## Task 2 : Lookalike Model

In [1]:
%pip install scikit-learn

Note: you may need to restart the kernel to use updated packages.



[notice] A new release of pip is available: 24.2 -> 24.3.1
[notice] To update, run: python.exe -m pip install --upgrade pip


In [4]:
import pandas as pd
from sklearn.preprocessing import MinMaxScaler
from sklearn.metrics.pairwise import cosine_similarity

In [5]:
customers = pd.read_csv(r"C:\Users\mrunmai k\OneDrive\Desktop\DataScienceInternAssign\files\Customers.csv")
products = pd.read_csv(r"C:\Users\mrunmai k\OneDrive\Desktop\DataScienceInternAssign\files\Products.csv")
transactions = pd.read_csv(r"C:\Users\mrunmai k\OneDrive\Desktop\DataScienceInternAssign\files\Transactions.csv")


In [6]:
# Merge datasets
merged_data = pd.merge(transactions, customers, on="CustomerID", how="left")
merged_data = pd.merge(merged_data, products, on="ProductID", how="left")


In [7]:
# Feature Engineering : Total spending per customer
customer_spending = merged_data.groupby("CustomerID")["TotalValue"].sum().reset_index()
customer_spending.rename(columns={"TotalValue": "TotalSpending"}, inplace=True)

In [8]:
# 2. Most frequent product category for each customer
most_frequent_category = merged_data.groupby("CustomerID")["Category"].agg(lambda x: x.mode()[0]).reset_index()
most_frequent_category.rename(columns={"Category": "FrequentCategory"}, inplace=True)


In [9]:
# 3. Add region information
customer_region = customers[["CustomerID", "Region"]]

In [10]:
# Combine features
customer_profile = pd.merge(customer_spending, most_frequent_category, on="CustomerID")
customer_profile = pd.merge(customer_profile, customer_region, on="CustomerID")


In [11]:
# Encode categorical features (Region, FrequentCategory)
customer_profile = pd.get_dummies(customer_profile, columns=["Region", "FrequentCategory"], drop_first=True)


In [12]:
# Normalize numerical features 
scaler = MinMaxScaler()
customer_profile_scaled = customer_profile.copy()
customer_profile_scaled[["TotalSpending"]] = scaler.fit_transform(customer_profile[["TotalSpending"]])


In [13]:
# Similarity Computation
customer_ids = customer_profile_scaled["CustomerID"]
feature_matrix = customer_profile_scaled.drop("CustomerID", axis=1)

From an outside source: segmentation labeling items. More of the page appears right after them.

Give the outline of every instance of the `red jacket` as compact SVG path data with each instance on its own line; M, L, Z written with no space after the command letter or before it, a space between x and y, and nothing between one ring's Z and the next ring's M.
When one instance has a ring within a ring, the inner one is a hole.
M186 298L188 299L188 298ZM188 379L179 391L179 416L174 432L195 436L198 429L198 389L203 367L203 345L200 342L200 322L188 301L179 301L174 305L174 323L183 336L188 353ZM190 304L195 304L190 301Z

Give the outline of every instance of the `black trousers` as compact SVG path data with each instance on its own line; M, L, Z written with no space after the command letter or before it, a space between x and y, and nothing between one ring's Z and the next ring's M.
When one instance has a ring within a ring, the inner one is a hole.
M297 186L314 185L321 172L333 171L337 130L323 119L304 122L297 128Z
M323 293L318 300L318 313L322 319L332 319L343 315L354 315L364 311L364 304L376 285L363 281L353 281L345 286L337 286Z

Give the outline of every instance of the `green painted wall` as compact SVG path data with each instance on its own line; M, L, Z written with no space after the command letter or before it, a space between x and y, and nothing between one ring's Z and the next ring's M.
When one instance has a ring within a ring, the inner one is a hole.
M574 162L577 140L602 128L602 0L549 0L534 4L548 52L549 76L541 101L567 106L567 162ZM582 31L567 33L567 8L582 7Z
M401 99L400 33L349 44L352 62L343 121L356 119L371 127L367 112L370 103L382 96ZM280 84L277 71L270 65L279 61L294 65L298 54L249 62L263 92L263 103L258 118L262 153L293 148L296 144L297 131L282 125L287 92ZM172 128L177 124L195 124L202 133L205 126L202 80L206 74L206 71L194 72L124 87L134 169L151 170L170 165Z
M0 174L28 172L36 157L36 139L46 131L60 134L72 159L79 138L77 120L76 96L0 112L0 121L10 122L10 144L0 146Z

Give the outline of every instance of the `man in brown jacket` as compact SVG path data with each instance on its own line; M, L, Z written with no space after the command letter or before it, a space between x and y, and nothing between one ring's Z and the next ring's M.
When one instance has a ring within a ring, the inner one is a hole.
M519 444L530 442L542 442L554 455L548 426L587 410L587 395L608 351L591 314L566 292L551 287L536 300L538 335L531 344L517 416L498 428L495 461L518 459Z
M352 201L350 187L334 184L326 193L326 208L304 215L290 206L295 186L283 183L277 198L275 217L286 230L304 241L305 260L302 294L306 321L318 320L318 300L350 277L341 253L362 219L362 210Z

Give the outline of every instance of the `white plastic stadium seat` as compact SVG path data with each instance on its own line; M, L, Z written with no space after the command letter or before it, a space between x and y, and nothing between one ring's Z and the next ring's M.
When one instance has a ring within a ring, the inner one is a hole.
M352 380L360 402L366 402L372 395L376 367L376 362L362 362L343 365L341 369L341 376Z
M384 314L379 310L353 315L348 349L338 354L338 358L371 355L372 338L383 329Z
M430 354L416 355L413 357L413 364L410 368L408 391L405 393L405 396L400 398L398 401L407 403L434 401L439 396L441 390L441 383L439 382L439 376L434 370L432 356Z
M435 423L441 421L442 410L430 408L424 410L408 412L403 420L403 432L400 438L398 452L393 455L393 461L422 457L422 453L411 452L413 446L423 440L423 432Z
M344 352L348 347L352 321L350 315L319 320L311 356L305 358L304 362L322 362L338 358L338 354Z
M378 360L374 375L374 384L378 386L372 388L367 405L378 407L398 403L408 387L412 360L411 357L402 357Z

similarity_matrix = cosine_similarity(feature_matrix)


In [15]:
# Recommend Top 3 Lookalikes for Each Customer
lookalike_map = {}
for idx, customer_id in enumerate(customer_ids):
    # Get similarity scores for the current customer
    scores = list(enumerate(similarity_matrix[idx]))
    # Sort by similarity score in descending order, excluding the customer itself
    scores = sorted(scores, key=lambda x: x[1], reverse=True)[1:4]
    # Map customer_id to the top 3 similar customers with scores
    lookalike_map[customer_id] = [(customer_ids[i], round(score, 3)) for i, score in scores]


In [16]:
# Filter for Customers C0001 to C0020
filtered_lookalikes = {k: v for k, v in lookalike_map.items() if k in customers["CustomerID"][:20].values}


In [18]:
# Save results to Lookalike.csv
lookalike_df = pd.DataFrame({
    "CustomerID": filtered_lookalikes.keys(),
    "Lookalikes": [v for v in filtered_lookalikes.values()]
})
lookalike_df.to_csv("Mrunmai_Kashaype_Lookalike.csv", index=False)

print("Lookalike model results saved to 'Lookalike.csv'.")

Lookalike model results saved to 'Lookalike.csv'.